A fan of ballot drop-off; Washington, not so much

Ferd F. Dahms is a big fan of being able to just drop off his ballot without caucusing.

Dahms, who beat the crowds by arriving early at Spanish Springs Elementary School, brandished a smile along with his cowboy hat while heading back to his car just as a long line was starting to form.

“It’s so quick,” the 75-year-old Dahms said. “I could not believe it.”

What Dahms is not a big fan of is Washington, D.C.

The disappointment was palpable in Dahms’ face when asked about the failed impeachment vote against Homeland Security Secretary Alejandro Mayorkas. The vote failed on Tuesday after Democratic lawmaker Al Green, who was scheduled for surgery, made a surprise appearance in a wheelchair and hospital scrubs.

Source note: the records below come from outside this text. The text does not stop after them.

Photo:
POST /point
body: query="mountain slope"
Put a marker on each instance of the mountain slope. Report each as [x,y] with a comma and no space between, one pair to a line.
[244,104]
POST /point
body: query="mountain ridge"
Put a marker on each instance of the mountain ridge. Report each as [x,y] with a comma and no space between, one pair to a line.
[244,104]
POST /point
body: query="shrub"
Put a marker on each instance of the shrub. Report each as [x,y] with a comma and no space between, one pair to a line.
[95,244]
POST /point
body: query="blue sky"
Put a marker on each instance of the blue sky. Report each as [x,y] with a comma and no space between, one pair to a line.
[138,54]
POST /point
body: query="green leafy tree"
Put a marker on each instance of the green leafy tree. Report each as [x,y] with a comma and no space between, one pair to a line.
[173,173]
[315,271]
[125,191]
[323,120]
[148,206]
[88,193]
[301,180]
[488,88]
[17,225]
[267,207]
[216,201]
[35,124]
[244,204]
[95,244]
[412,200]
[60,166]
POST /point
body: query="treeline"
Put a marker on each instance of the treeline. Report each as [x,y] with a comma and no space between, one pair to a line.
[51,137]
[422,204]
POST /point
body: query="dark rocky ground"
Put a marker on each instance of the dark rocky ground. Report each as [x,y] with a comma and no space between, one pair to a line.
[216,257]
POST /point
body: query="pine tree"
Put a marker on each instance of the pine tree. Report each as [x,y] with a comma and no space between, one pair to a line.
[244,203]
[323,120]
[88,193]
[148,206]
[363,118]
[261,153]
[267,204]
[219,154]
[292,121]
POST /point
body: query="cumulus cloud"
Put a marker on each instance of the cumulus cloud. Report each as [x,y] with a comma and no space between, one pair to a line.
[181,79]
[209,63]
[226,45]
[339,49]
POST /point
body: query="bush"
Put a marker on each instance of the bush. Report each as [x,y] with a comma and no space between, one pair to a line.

The symbolism was not lost on Dahms, who shared his thoughts about what needs to be done with Congress.

“They ought to do some major surgery and cut that whole system away,” Dahms said.

— Jason Hidalgo

Voter ID is important to Spanish Springs caucus-goer

John Covello said he came out to Dunn Elementary School in Spanish Springs to participate in the Nevada Presidential Republican caucus “because they asked for ID. That means a lot to me.”

He worries about cheating in elections.

“This just takes that out of it,” he said. “And the other reason I’m here is because Trump’s on this ballot.”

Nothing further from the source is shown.